Foreign Policy

National Defense in the Age of Democracy

April 2, 2016

Stand Together Trust was a proud sponsor of the 2016 International Students for Liberty Conference last month, a gathering of pro-liberty students and young professionals from around the world who were eager to learn about and discuss the ideas of liberty and free societies. The Institute hosted several sessions, the first of which was a discussion between vice president of research and policy William Ruger and Michael Desch, director of the Notre Dame International Security Center. Ruger and Desch engaged in a wide-ranging conversation covering the status quo of American foreign policy, case studies of this policy in action, and a possible alternative grand strategy of restraint.

Ruger opened the conversation by asking Desch about the current approach to American foreign policy. For the last few decades, Desch explained, the consensus across the political spectrum has been primacy. Primacy is a foreign policy based on the idea that “the world can’t operate in a smooth and peaceful way without assertive American leadership.”

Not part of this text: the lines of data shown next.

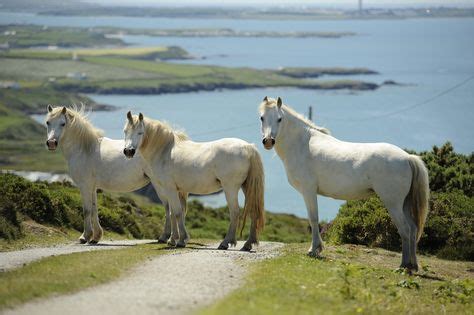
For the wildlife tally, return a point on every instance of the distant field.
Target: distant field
(44, 69)
(22, 36)
(146, 53)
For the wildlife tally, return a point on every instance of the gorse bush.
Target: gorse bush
(449, 229)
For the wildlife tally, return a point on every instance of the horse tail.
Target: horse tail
(419, 193)
(253, 188)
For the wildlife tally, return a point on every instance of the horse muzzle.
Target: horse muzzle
(52, 144)
(268, 143)
(129, 153)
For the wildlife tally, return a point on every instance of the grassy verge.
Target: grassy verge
(70, 273)
(350, 279)
(42, 214)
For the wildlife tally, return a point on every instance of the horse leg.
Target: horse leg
(183, 199)
(395, 209)
(167, 231)
(177, 213)
(97, 229)
(311, 202)
(231, 195)
(252, 237)
(412, 261)
(86, 196)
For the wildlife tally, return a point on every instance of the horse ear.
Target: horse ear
(279, 102)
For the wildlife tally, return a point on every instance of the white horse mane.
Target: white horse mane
(287, 109)
(81, 128)
(159, 134)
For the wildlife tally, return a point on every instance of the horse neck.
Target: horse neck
(292, 134)
(157, 140)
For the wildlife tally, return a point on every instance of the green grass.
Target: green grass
(70, 273)
(350, 279)
(23, 36)
(146, 53)
(33, 69)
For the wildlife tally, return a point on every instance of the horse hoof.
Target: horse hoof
(223, 247)
(181, 244)
(410, 269)
(316, 255)
(246, 249)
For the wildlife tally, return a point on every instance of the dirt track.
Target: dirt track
(14, 259)
(176, 283)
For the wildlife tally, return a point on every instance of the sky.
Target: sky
(321, 3)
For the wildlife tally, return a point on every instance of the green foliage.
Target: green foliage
(449, 229)
(23, 36)
(450, 171)
(60, 205)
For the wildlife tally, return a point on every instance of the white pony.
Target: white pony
(94, 161)
(317, 163)
(179, 166)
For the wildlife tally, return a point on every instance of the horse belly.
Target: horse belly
(345, 186)
(200, 184)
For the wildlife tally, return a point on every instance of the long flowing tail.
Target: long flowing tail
(253, 188)
(419, 193)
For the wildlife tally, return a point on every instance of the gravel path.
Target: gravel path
(177, 283)
(14, 259)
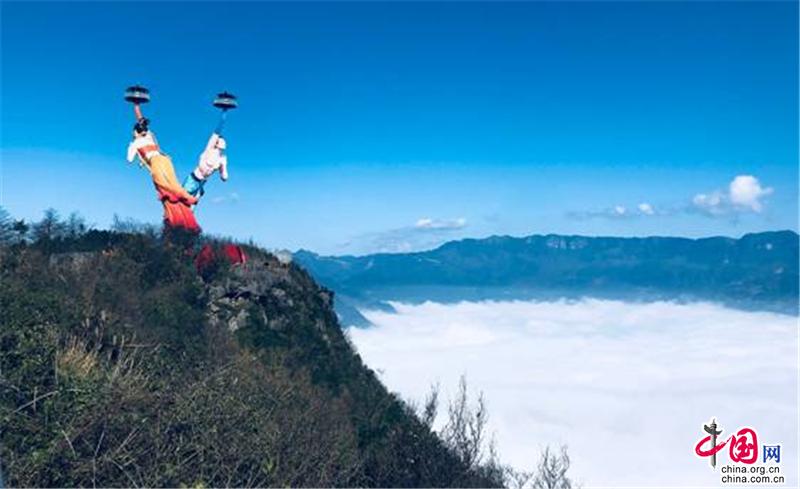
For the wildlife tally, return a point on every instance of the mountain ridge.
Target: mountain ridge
(757, 270)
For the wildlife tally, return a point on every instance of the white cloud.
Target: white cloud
(626, 386)
(746, 191)
(617, 212)
(428, 223)
(425, 234)
(745, 194)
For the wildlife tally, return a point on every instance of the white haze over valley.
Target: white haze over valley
(627, 386)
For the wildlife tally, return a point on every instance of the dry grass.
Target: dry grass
(76, 358)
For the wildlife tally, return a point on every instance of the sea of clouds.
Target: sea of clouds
(627, 386)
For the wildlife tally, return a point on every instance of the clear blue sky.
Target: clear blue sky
(359, 121)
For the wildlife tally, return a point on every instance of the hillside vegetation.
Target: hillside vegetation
(120, 365)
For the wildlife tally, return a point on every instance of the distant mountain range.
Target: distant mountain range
(756, 271)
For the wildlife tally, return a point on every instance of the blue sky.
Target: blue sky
(393, 126)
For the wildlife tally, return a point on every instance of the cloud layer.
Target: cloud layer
(425, 233)
(627, 386)
(745, 194)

Desch challenged the effectiveness of primacy by examining how it has actually played out in practice over the past 15 years. He looked at the case studies of Afghanistan, Iraq, and Libya. In each example, Desch criticized the errors that were made as a result of the primacist mindset.

“To my way of thinking,” Desch argued, “Afghanistan, or at least early stages of U.S. military operations in Afghanistan from October through early December of 2001, a necessary war for the United States.” Where the war went wrong, however, was when it “turned into an exercise in nation building … in a country that had never really been a nation throughout its history.”

Iraq, meanwhile, was another case of “a well-intentioned but ultimately foolhardy exercise in building a democratic political regime,” said Desch. The apparent success in 2008 was “the peace of a military occupation,” not a sign we had created a functioning democracy.

Desch described Libya as “a good case demonstrating the law of unintended consequences.” The military intervention significantly damaged both regional stability and U.S. nuclear nonproliferation efforts. He argued that “the United States and the international community went in thinking that we could do some good and get rid of a malefactor. The result is that we’ve made things worse there.” Lacking a stable government, Libya has attracted warlords, al-Qaida, and ISIS to fill the void.

In light of primacy’s defects, Ruger asked Desch to “tell me what your approach to grand strategy or U.S. foreign policy would look like.” Desch acknowledged that there are several different alternative grand strategies, but that he believes the strategy “whose time has come” is restraint, which he went on to describe more thoroughly.

Restraint is a grand strategy that would maximize existing U.S. strategic advantages. Under a restraint-based approach, the United States would not need to maintain the expensive and expansive military footprint around the world that is advocated by the primacists. The U.S. military possesses the capability to protect U.S. national interests from “over the horizon” instead of relying on deployments on the ground.

The United States has several defensive advantages, such as two huge “moats” in the form of the Atlantic and Pacific Oceans and militarily weak neighbors. Nuclear weapons also protect the United States from attack. Finally, Desch argued that the geopolitical situation in the world is changing, to the benefit of the United States. “I think we are moving into a period in which power is going to be very diffuse. … Given that, we will have more breathing space to engage in a less assertive way than previously, and our security will still be perfectly fine.”

This session is one of many events the Institute has hosted and will be hosting in the future to promote a national conversation about foreign policy and possible alternatives to the primacy status quo. The Charles Koch Foundation is also currently accepting proposals for research projects related to this important issue.